The very large brokers will eventually begin to mean so much to these LTL carriers and may begin to demand – maybe rightfully so – “Wal-Mart” like pricing.  By having fewer customers to play off of one another, keeping operating ratios strong on brokered business will require a much more analytical approach for yield management than what most LTL carriers are prepared to conduct today.

The large brokers will inevitably desire to grow their market share and will more frequently bump into the LTL carrier’s major account sales representatives in the marketplace in the pursuit of bigger opportunities.  As a result, rules of engagement will become more complex between the brokers and the LTL carriers as they compete for the same piece of the pie.

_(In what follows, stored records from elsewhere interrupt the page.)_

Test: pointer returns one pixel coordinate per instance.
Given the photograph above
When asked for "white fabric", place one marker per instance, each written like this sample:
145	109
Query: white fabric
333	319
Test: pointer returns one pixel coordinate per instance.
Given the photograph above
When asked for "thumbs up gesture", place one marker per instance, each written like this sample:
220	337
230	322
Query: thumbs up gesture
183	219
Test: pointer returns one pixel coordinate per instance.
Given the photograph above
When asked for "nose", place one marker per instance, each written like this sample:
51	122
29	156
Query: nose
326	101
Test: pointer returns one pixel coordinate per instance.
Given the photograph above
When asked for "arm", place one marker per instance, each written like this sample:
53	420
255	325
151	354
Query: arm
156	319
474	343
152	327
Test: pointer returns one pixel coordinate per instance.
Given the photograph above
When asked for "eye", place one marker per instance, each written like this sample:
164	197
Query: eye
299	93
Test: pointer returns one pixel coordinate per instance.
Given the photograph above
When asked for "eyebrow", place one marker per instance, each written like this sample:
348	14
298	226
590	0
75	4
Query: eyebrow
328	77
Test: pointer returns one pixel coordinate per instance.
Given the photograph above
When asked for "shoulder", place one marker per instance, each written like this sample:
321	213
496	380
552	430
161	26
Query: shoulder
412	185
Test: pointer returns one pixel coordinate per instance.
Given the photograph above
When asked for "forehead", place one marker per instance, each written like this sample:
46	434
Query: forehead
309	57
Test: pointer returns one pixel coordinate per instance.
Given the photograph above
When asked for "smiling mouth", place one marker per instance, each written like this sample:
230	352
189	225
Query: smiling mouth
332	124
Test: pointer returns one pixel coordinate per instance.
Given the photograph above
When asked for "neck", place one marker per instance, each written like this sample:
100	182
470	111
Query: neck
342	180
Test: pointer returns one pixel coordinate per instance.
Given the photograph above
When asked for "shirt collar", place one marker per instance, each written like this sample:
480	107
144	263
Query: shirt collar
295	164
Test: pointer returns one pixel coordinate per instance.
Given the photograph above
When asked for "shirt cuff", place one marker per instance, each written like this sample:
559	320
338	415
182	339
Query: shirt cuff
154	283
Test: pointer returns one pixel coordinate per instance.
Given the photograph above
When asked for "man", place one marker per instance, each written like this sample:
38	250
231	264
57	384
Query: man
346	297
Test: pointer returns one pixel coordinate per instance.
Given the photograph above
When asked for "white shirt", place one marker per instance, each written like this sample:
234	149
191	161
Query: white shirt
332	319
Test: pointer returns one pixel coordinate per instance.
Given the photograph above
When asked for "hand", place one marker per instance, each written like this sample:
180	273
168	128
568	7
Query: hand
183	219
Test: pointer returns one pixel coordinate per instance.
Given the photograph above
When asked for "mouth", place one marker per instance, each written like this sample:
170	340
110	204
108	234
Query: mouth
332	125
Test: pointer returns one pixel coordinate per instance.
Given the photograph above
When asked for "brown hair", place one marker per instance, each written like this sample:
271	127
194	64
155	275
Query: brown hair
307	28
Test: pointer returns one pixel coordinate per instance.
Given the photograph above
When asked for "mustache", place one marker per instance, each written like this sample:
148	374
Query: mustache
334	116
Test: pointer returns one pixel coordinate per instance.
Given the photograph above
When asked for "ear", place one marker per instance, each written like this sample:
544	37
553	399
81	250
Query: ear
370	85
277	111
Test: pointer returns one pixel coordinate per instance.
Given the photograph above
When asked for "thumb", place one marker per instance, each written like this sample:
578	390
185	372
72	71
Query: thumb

Across other modes (e.g., international forwarding, intermodal) and with more complex logistics management services, the larger brokerages will get better at effectively providing multi-service offerings.  Many companies adamantly claim in marketing materials to be a “one-stop shop” for multiple logistics services, but few have been able to truly offer those services expertly across all modes and levels of supply chain complexity.  Of the major players, it seems as if Echo and the new Coyote are quickly becoming the closest to being able to fly a “one-stop shop” banner; however, with this consolidation and technology advancements, perhaps we’ll be seeing others emerge as the “everything store” in logistics.  For now, we’ll continue to watch as this consolidation continues to unfold and see what new opportunities are created or what negative implications it has for shippers and carriers in the years to come.

Joel Clum is president of CarrierDirect, a transportation and logistics industry consultancy to third-party logistics companies and carriers.